This campaign season, Colorado’s new mail-ballot voter law has drawn the national sideshow attention of cable news and opinion, AM radio and even a sting by conservative provocateur James O’Keefe — all focused on the notion that Tuesday’s outcome could be tainted. But perception hasn’t been reality, according to election officials on both sides of the deep political divide who report only a routine percentage of challenged signatures, undeliverable ballots and reports of alleged shenanigans. Mesa County Clerk Sheila Reiner said the lack of actual trouble is largely because voting by mail is nothing new.
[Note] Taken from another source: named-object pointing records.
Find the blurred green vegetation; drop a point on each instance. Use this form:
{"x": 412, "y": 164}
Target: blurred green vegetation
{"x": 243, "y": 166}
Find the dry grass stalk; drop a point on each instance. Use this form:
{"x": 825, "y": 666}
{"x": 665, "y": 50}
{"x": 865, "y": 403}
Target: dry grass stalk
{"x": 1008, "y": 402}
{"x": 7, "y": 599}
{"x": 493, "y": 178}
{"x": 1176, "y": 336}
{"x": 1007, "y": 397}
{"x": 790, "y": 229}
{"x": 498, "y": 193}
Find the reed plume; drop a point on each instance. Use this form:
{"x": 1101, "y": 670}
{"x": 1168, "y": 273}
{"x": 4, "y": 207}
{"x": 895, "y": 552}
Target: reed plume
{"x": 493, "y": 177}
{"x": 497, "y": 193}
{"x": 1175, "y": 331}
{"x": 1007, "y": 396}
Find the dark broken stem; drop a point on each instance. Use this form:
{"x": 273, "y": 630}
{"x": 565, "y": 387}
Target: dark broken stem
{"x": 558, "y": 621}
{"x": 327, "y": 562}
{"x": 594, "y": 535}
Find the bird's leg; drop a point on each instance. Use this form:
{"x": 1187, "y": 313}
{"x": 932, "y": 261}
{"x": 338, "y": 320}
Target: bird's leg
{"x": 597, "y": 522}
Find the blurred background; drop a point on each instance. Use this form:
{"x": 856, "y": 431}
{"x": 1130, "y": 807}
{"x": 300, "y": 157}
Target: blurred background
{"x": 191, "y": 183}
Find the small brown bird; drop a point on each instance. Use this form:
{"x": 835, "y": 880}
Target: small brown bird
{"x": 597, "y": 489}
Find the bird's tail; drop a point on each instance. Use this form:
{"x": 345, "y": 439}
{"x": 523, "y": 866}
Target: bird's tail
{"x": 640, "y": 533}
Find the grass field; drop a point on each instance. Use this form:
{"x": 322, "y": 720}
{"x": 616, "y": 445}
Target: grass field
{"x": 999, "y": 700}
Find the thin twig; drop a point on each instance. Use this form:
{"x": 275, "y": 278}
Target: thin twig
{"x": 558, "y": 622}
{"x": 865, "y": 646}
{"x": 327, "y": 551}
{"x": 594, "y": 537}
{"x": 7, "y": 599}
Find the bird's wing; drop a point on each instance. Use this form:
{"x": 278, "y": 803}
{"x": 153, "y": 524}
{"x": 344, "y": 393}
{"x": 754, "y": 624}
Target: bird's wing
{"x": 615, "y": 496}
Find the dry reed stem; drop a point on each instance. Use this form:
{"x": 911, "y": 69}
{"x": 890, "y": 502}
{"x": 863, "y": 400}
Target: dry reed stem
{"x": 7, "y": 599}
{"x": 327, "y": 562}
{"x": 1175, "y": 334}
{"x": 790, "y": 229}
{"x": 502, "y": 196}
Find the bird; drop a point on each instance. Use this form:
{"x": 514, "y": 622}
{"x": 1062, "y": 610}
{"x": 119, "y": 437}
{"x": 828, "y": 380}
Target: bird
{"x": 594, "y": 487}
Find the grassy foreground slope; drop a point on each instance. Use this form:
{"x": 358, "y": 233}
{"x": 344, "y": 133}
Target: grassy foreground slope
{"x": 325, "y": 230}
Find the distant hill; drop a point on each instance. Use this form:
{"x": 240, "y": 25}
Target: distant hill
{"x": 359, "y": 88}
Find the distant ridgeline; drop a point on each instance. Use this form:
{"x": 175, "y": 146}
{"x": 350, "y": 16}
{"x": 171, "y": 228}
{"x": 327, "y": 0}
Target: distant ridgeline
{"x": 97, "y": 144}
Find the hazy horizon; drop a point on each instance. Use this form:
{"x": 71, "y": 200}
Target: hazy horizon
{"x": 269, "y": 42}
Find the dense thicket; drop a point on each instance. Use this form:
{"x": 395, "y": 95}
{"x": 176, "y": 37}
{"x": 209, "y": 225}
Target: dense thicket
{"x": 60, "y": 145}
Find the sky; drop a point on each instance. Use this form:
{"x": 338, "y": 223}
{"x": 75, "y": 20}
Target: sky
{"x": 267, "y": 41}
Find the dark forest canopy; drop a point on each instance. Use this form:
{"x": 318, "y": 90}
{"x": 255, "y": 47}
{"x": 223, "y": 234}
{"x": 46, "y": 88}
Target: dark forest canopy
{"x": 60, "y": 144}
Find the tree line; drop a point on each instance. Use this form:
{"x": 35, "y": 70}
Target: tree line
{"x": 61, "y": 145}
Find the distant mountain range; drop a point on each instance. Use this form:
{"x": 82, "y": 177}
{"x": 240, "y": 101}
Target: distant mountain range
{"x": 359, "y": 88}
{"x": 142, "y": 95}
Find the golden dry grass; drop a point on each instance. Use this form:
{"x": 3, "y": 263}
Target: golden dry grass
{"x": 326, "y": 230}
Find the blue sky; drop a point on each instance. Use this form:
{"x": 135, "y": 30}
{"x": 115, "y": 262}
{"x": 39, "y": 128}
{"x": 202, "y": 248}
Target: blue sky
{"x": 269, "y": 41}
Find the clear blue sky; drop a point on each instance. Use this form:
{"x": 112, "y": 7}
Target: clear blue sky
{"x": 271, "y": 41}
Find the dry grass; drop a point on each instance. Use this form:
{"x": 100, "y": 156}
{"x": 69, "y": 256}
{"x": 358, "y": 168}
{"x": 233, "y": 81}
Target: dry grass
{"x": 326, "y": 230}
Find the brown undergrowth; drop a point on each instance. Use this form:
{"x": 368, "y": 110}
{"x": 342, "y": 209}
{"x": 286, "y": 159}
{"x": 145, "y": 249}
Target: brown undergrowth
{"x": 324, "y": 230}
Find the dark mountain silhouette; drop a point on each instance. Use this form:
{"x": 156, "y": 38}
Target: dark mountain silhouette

It’s been an option for Colorado voters since 1992. And in the 2012 general election, 73 percent of Coloradans cast mail ballots. “What’s different is we have a party that’s made allegations of fraud part of its platform,” Reiner, a Republican who is president of the Colorado County Clerks Association, said of some members of her party.
Before Democrats in the legislature passed the new law in 2013, GOP leaders said sending ballots to every registered voter, including those who didn’t vote in the previous even-year general election, would be an invitation to fraud; the logic being mainly that people could find and use discarded or misdelivered ballots.
But clerks note that each ballot is screened to make sure the signatures match voter registration records. And so far the numbers of signatures that have been flagged by election judges as incorrect matches are roughly the same as they were in the 2012 general election in El Paso, Denver, Mesa and Pueblo counties checked by The Denver Post on Friday.